運転するのは主に若い主婦や学生アルバイトだった。
さらに隣の工業団地や青嵐市への通勤には、当初は朝夕のバス便大増発でなんとかしたものの、遂にはモノレールまで通してしまったのである。
その都市景観は、特に住宅地の最高地点から見ると素晴らしく、海外の都市計画賞をいくつも受賞したほどであった。
青島家は、バイパス用地の売却では儲けたが、ニュータウン建設ではさほどに儲かったわけではない。
各種設備投資の負担が大きかったからであり、僅かに土地の分譲費の分がプラスになった程度である。
だが……
このニュータウンは、青島一族に決定的な利益を齎したのである。
美しい都市と職住近接の環境に満足している住民たちは、選挙のたびに自然に青島剛太郎に票を入れた。
つまり、金銭的な利益はさほどでなかったものの、青島家は最終的に50万人が暮らすニュータウンという巨大な票田を手に入れたのである。
剛太郎も、選挙期間中はもちろん毎日のようにモノレールの駅前や中央広場に立って選挙演説をした。
そのとき剛太郎はマイクもスピーカーも使わなかった。
自分が作った理想の街に騒音公害を起こさせたくなかったからである。
選挙期間の初日には肉声で懸命に演説する剛太郎の姿があった。
それが日を追うにしたがってガラガラ声になってくる。
投票日前などは秘書の差し出すハンカチを血に染めながら語っている。
そうした変化を毎日通勤する住民たちが見ていたのである。
もちろん野党候補も来て同じ駅前でスピーカーを使った演説も始めるのだが、怖い顔の住民たちに取り囲まれて『ウルサイ!』と怒鳴られ、すぐに涙目で帰っていった。

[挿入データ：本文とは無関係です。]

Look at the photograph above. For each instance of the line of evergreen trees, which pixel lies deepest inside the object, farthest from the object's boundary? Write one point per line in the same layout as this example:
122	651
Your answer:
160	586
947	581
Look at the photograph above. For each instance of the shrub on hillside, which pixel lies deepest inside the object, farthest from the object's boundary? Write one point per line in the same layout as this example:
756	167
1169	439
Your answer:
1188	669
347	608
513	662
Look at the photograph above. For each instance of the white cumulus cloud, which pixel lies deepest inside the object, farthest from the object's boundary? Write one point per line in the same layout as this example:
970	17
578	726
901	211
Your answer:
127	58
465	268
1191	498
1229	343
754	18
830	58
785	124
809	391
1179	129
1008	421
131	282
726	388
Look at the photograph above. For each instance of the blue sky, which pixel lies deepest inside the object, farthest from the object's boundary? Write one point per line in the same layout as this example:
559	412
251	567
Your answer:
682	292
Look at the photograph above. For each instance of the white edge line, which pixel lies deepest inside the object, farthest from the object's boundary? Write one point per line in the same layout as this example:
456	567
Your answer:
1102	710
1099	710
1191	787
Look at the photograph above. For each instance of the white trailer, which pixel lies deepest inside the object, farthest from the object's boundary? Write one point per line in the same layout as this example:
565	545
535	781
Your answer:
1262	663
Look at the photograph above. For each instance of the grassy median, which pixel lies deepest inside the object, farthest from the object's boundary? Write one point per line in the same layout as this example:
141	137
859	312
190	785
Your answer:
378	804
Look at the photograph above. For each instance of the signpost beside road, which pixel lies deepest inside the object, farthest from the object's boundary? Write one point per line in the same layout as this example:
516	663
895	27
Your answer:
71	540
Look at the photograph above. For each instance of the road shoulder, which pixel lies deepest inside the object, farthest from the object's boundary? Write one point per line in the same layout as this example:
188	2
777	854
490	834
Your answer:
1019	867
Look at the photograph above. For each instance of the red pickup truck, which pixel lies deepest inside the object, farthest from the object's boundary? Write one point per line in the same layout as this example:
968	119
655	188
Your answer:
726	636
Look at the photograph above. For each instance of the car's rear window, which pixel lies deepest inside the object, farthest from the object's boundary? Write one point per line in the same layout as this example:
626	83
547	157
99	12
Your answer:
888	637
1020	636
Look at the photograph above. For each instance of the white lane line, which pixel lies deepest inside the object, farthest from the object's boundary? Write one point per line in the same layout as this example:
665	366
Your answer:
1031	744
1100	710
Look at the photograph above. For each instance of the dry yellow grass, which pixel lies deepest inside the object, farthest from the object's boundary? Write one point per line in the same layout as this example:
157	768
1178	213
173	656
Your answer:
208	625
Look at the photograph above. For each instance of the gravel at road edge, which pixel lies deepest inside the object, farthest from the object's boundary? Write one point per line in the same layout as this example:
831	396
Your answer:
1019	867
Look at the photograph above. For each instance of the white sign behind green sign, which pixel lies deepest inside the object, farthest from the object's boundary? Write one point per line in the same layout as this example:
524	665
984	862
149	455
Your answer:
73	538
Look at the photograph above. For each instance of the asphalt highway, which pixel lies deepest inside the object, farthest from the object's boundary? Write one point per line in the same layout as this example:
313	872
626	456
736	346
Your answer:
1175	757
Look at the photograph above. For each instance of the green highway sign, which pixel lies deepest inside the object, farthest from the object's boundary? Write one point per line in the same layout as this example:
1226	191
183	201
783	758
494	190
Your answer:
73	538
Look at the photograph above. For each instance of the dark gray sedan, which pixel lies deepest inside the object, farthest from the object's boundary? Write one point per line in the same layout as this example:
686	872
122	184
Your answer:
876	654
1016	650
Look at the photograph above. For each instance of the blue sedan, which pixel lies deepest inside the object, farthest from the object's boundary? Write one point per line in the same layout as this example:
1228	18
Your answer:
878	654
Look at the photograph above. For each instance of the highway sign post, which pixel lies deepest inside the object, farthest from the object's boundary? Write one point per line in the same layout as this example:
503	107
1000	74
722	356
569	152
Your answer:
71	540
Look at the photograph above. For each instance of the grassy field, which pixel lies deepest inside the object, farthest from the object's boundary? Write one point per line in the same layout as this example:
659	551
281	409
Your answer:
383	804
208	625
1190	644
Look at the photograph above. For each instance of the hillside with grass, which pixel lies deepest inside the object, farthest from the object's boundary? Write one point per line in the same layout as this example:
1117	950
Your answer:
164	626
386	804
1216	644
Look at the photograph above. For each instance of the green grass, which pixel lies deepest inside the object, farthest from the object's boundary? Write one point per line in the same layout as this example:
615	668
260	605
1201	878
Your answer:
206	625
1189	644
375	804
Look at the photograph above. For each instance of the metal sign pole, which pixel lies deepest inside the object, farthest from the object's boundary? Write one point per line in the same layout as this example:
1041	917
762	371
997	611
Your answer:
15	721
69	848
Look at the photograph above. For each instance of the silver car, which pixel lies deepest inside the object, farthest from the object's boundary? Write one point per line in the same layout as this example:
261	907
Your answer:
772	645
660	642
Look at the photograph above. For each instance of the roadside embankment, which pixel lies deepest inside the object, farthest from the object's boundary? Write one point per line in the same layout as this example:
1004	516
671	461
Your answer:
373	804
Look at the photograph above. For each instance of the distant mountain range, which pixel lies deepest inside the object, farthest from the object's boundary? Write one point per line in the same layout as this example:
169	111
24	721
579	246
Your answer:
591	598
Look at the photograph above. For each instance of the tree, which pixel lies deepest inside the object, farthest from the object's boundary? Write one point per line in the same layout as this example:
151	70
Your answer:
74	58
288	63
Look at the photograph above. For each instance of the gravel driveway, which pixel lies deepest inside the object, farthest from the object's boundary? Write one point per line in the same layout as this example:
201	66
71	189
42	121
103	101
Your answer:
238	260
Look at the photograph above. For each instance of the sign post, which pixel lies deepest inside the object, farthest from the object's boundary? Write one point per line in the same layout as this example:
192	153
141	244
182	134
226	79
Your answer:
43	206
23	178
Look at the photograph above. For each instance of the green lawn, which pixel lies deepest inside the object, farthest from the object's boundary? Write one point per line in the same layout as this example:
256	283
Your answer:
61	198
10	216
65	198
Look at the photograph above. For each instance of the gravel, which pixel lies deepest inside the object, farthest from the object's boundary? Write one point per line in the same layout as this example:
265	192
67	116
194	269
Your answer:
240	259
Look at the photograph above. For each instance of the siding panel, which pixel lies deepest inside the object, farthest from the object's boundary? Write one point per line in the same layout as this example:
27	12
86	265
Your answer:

中にはそれでも演説を続ける図々しい候補者もいたが、そうすると高層マンションの屋上から『○○党候補○○ウルサイ!』『選挙演説ではスピーカーを使うな!』などという垂れ幕が下がり始める。
それでも止めないと、抗議の立て看板も林立し始める。
もちろんこれらは選挙妨害に当たるために、候補者たちは警察に通報するのだが、やはり地元住民が多かった警察官たちの対応もおざなりである。
実際に選挙が終わると地区ごとの得票数も公表されるのだが、野党候補者たちは、青嵐ニュータウンでの得票数ヒトケタなどという屈辱を味わって、次の選挙からは演説には来なくなった。
こうして青島剛太郎は6期連続で衆議院議員に当選し、しかも開票速報に於いては開票開始から5分以内に『当選確実』が出続けるという快挙を成し遂げたのである。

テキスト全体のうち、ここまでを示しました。